Cyclosporine-induced nephrotoxicity is a limiting factor in the clinical use of cyclosporine. Since the manner in which cyclosporine interacts with proximal tubule cells and their membranes may provide insight into the cellular pathophysiology of cyclosporine toxicity, experiments were undertaken to characterize the interactions of cyclosporine with proximal tubule cells, renal brush border membranes, and renal cortical mitochondria. Cyclosporine bound to isolated rat renal brush border membranes in a saturable manner with a Kd of 0.38 microM and an nmax of 0.33 nmoles/mg protein.

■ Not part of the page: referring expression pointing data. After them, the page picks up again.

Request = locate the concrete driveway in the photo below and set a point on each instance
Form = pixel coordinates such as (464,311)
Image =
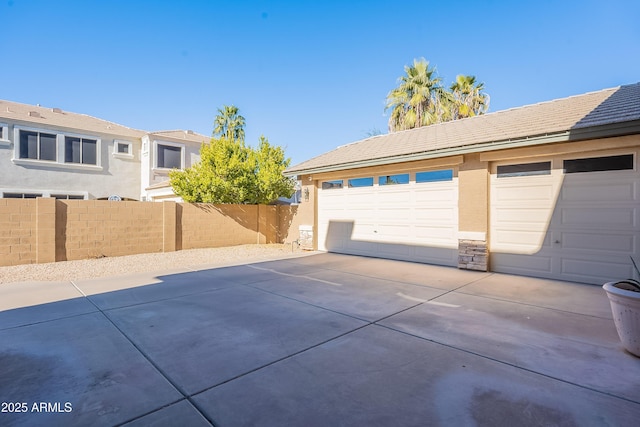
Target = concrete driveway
(318,340)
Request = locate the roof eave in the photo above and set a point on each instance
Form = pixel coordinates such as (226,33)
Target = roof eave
(596,132)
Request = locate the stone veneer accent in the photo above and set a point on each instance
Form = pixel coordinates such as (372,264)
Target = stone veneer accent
(473,255)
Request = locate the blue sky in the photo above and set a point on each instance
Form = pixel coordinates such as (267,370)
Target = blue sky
(309,75)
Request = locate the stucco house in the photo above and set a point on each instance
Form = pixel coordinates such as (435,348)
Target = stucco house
(48,152)
(549,190)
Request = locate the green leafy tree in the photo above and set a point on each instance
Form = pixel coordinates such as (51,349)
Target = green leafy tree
(231,172)
(229,124)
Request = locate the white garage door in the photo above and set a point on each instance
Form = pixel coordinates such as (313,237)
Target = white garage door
(408,216)
(573,219)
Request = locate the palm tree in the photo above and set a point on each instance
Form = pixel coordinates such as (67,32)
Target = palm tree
(229,124)
(468,98)
(417,99)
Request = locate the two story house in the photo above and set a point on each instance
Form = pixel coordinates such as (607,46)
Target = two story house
(48,152)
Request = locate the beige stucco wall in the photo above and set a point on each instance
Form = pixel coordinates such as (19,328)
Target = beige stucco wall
(208,226)
(116,175)
(292,217)
(96,228)
(473,195)
(473,172)
(47,230)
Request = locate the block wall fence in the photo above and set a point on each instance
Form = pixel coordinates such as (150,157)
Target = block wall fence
(48,230)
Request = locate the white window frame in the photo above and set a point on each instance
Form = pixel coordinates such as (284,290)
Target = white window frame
(170,144)
(4,135)
(117,154)
(81,137)
(60,150)
(44,193)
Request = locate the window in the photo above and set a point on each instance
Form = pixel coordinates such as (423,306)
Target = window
(361,182)
(435,176)
(21,195)
(599,164)
(80,150)
(37,145)
(67,197)
(122,148)
(4,132)
(394,179)
(169,156)
(524,169)
(330,185)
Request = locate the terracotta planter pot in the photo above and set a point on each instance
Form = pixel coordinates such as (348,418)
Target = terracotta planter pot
(625,306)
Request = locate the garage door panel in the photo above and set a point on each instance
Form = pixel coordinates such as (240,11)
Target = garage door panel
(394,215)
(394,231)
(598,242)
(429,197)
(436,255)
(443,234)
(610,218)
(522,264)
(392,221)
(435,214)
(594,191)
(579,226)
(513,193)
(523,214)
(393,198)
(520,240)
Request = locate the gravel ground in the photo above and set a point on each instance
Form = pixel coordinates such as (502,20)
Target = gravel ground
(116,266)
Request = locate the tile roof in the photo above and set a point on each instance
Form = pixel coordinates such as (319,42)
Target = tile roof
(183,135)
(537,121)
(15,111)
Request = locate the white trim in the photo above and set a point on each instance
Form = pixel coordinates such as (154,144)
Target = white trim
(60,149)
(45,193)
(57,165)
(472,235)
(155,166)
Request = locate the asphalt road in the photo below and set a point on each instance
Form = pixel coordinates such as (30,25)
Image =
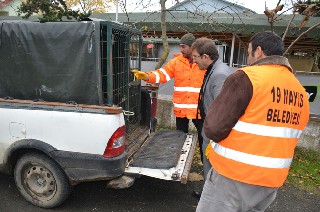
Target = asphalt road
(146,195)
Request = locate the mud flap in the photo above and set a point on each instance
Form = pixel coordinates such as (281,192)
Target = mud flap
(166,155)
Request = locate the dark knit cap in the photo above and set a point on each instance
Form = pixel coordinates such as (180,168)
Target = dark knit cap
(187,39)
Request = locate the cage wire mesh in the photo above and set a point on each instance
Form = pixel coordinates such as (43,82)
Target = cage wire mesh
(120,53)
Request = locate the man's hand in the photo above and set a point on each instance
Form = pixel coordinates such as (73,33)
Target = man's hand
(208,149)
(140,74)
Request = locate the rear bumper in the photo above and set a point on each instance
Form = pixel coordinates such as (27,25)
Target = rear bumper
(81,167)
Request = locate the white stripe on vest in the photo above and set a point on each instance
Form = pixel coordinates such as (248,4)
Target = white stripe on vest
(185,105)
(257,129)
(187,89)
(157,77)
(250,159)
(165,73)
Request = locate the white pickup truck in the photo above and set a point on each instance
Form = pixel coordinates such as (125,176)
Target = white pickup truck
(71,110)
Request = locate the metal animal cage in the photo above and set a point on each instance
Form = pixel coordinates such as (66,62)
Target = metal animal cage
(121,52)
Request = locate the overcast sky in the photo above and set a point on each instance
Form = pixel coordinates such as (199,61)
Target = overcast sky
(255,5)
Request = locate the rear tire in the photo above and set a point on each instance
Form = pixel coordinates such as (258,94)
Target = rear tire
(41,181)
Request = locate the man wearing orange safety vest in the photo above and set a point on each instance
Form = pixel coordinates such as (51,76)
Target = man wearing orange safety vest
(187,83)
(255,124)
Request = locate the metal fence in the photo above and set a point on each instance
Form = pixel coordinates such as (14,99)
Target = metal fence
(121,52)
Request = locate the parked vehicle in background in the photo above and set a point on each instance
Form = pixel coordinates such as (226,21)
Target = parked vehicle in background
(71,110)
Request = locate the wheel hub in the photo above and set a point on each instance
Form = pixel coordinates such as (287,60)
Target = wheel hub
(40,181)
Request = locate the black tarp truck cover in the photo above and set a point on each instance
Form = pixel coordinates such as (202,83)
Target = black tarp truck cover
(56,61)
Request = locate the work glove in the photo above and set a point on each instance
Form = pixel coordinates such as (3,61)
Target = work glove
(140,75)
(207,149)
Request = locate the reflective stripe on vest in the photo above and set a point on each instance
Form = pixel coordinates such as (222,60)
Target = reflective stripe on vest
(187,89)
(250,159)
(157,77)
(281,132)
(185,105)
(165,73)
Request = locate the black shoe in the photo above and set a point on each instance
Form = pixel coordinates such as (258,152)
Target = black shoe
(196,194)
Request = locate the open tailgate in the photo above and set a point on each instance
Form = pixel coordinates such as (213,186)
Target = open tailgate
(167,155)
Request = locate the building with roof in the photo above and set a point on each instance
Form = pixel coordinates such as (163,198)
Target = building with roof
(9,7)
(216,6)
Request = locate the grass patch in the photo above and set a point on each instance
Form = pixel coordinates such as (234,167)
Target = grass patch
(305,170)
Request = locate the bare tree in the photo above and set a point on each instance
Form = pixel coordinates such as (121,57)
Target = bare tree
(164,35)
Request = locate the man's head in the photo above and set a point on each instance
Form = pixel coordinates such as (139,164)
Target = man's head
(185,45)
(204,52)
(264,44)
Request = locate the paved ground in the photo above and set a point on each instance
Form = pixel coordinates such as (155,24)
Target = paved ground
(146,195)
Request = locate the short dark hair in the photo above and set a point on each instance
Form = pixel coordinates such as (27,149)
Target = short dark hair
(206,46)
(270,43)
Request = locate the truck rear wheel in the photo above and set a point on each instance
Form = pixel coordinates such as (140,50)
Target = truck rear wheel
(41,181)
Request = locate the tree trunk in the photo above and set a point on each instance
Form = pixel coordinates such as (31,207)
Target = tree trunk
(164,37)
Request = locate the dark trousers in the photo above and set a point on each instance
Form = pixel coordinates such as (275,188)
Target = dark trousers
(183,124)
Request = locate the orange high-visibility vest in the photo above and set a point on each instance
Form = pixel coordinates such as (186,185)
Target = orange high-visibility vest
(260,147)
(188,79)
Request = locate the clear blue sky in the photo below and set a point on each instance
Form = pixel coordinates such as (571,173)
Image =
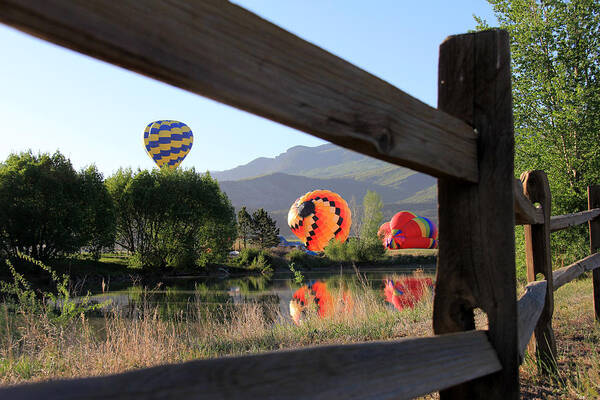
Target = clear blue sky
(53,98)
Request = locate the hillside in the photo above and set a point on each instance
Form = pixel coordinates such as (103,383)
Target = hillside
(274,183)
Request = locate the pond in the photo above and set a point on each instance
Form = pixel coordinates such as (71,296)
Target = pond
(184,296)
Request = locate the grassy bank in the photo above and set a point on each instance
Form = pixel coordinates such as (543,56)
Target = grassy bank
(577,339)
(36,347)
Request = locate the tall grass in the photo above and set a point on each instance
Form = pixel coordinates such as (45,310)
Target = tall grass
(33,347)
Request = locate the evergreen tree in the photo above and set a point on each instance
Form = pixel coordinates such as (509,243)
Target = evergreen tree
(264,230)
(244,226)
(372,215)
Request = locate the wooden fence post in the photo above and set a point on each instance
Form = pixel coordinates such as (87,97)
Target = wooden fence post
(476,262)
(594,202)
(539,261)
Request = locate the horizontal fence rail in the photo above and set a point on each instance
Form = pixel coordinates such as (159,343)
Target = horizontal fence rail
(378,370)
(566,274)
(222,51)
(560,222)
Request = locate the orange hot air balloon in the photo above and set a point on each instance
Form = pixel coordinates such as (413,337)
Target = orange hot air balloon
(319,216)
(406,292)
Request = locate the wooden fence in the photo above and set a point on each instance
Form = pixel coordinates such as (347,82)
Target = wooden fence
(222,51)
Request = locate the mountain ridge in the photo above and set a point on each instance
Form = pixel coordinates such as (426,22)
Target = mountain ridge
(275,183)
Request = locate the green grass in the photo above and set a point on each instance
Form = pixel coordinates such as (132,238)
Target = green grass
(578,340)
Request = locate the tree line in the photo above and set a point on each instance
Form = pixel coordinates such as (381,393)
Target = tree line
(164,218)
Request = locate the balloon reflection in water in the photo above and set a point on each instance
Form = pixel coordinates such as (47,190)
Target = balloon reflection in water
(316,296)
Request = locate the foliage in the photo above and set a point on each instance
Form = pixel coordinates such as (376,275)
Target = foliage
(300,258)
(174,218)
(59,306)
(556,94)
(99,213)
(264,229)
(354,250)
(244,225)
(255,259)
(48,210)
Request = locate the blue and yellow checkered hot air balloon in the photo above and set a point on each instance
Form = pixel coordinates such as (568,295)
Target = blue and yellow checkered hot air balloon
(168,142)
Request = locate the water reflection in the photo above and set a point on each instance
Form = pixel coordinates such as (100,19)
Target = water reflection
(192,297)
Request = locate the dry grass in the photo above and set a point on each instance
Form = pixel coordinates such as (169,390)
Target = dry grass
(33,348)
(577,339)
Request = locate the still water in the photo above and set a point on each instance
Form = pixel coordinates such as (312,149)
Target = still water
(183,296)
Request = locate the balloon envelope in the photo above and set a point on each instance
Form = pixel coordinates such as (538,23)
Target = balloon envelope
(167,142)
(408,231)
(319,216)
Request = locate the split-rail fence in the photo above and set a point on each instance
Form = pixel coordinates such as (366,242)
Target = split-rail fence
(224,52)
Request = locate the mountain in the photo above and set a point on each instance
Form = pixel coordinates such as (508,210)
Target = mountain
(274,183)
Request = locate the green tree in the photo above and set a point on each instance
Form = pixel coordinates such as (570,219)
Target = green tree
(555,50)
(264,229)
(48,210)
(244,225)
(172,218)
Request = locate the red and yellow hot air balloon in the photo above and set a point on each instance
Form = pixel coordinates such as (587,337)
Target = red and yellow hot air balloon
(319,216)
(408,231)
(407,291)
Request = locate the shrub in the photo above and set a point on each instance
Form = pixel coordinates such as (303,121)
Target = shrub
(300,259)
(255,259)
(47,209)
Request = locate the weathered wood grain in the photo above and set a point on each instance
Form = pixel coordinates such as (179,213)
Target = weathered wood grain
(539,261)
(559,222)
(525,212)
(476,261)
(594,226)
(222,51)
(380,370)
(529,309)
(566,274)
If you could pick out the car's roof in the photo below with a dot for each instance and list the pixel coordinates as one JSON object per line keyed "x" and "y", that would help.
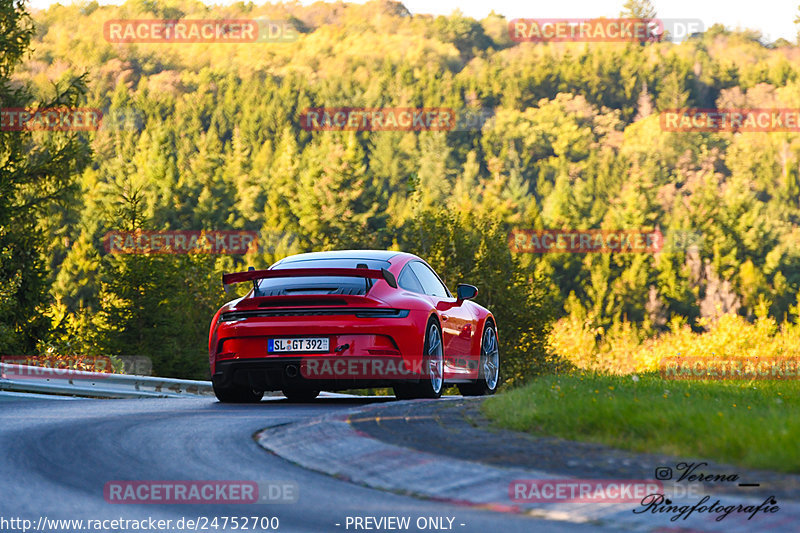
{"x": 380, "y": 255}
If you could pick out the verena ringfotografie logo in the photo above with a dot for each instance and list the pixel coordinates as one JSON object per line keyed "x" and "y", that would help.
{"x": 378, "y": 119}
{"x": 50, "y": 119}
{"x": 200, "y": 492}
{"x": 742, "y": 368}
{"x": 180, "y": 242}
{"x": 582, "y": 490}
{"x": 731, "y": 120}
{"x": 584, "y": 241}
{"x": 199, "y": 31}
{"x": 55, "y": 366}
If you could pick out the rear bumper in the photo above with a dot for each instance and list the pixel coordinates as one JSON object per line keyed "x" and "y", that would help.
{"x": 279, "y": 373}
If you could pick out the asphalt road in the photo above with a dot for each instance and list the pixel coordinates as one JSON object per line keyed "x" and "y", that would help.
{"x": 57, "y": 456}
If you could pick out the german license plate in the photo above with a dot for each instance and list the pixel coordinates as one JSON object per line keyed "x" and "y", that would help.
{"x": 298, "y": 344}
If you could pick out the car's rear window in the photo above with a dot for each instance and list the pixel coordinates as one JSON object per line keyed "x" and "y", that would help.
{"x": 319, "y": 284}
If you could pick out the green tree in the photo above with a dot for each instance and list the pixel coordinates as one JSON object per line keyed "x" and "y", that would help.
{"x": 36, "y": 169}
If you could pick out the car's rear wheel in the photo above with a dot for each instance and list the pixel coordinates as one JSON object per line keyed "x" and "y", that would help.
{"x": 300, "y": 395}
{"x": 237, "y": 394}
{"x": 431, "y": 383}
{"x": 488, "y": 366}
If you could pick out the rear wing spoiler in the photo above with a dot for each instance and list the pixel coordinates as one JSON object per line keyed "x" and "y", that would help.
{"x": 367, "y": 273}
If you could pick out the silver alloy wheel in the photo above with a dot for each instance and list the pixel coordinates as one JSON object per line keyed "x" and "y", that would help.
{"x": 435, "y": 358}
{"x": 491, "y": 358}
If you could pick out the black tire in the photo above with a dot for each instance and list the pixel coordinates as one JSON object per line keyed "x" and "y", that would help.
{"x": 432, "y": 384}
{"x": 237, "y": 395}
{"x": 300, "y": 395}
{"x": 488, "y": 366}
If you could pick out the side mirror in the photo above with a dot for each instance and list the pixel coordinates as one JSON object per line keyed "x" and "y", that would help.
{"x": 466, "y": 292}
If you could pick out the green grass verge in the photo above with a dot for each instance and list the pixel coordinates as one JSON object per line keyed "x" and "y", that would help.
{"x": 751, "y": 424}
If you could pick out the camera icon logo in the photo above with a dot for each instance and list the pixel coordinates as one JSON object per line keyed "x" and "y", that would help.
{"x": 663, "y": 473}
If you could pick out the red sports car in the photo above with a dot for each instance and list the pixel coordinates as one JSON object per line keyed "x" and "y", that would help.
{"x": 347, "y": 320}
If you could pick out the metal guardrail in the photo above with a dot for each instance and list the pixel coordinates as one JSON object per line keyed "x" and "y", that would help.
{"x": 22, "y": 378}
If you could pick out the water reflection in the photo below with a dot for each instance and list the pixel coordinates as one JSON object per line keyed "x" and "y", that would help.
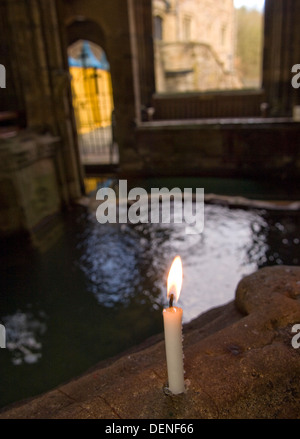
{"x": 100, "y": 289}
{"x": 23, "y": 334}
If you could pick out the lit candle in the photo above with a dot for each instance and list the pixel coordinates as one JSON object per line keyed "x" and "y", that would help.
{"x": 173, "y": 330}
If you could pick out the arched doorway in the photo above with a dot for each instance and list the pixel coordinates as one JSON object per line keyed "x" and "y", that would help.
{"x": 93, "y": 103}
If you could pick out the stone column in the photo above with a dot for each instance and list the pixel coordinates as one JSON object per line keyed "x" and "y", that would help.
{"x": 41, "y": 61}
{"x": 281, "y": 52}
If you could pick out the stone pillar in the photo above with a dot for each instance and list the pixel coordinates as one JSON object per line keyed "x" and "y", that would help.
{"x": 281, "y": 52}
{"x": 41, "y": 61}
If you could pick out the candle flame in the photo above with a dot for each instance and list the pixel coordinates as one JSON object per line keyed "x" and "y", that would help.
{"x": 175, "y": 278}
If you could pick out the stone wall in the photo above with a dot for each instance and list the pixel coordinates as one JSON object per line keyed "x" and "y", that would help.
{"x": 227, "y": 148}
{"x": 198, "y": 37}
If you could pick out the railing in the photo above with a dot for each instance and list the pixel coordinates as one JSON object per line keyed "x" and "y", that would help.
{"x": 231, "y": 104}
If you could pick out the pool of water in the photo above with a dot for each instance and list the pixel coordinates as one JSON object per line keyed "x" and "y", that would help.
{"x": 86, "y": 291}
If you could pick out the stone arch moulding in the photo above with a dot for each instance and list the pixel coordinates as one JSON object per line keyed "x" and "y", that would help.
{"x": 86, "y": 30}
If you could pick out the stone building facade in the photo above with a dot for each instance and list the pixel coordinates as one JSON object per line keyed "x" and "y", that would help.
{"x": 194, "y": 45}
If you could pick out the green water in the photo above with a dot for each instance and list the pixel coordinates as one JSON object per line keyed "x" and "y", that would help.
{"x": 86, "y": 292}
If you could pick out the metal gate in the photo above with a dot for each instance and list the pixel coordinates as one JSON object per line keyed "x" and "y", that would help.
{"x": 93, "y": 107}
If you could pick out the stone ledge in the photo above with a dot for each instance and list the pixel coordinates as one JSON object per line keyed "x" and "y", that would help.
{"x": 239, "y": 363}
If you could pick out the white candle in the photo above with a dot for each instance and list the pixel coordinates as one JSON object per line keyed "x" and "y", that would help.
{"x": 173, "y": 330}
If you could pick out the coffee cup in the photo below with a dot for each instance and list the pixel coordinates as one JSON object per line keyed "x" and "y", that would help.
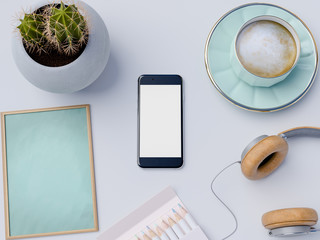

Scatchard analysis suggested that the interaction of cyclosporine at low concentrations with brush border membranes was consistent with a partitioning process rather than binding to a specific membrane component. Cyclosporine inhibited rat renal cortical mitochondrial respiration in a dose-dependent manner, with 8 microM as a threshold dose. This inhibitory effect was greater for respiration supported by succinate than pyruvate-malate. TMPD-ascorbate-supported respiration was unaffected. Suspensions of rabbit renal proximal tubule segments were incubated in vitro with 0.5-500 microM 3H-cyclosporine to measure the kinetics of cyclosporine uptake. Uptake was rapid (80% after 10 min) and saturable at 100 microM, with 9 nmoles cyclosporine/mg protein accumulated. Incubation of suspensions of enriched in rabbit renal proximal tubule segments with 10 microM cyclosporine in vitro for 2 hr with or without 22.5 min of hypoxia, or for 16 hr without hypoxia, had no effect on a variety of quantitative metabolic parameters of cell injury, including basal and uncoupled tubule respiratory rates and tubule K+, Ca++ and adenine nucleotide levels. These results demonstrate that cyclosporine interacts with critical renal membrane components at low concentrations but this interaction does not result in proximal renal tubular cell injury acutely in vitro.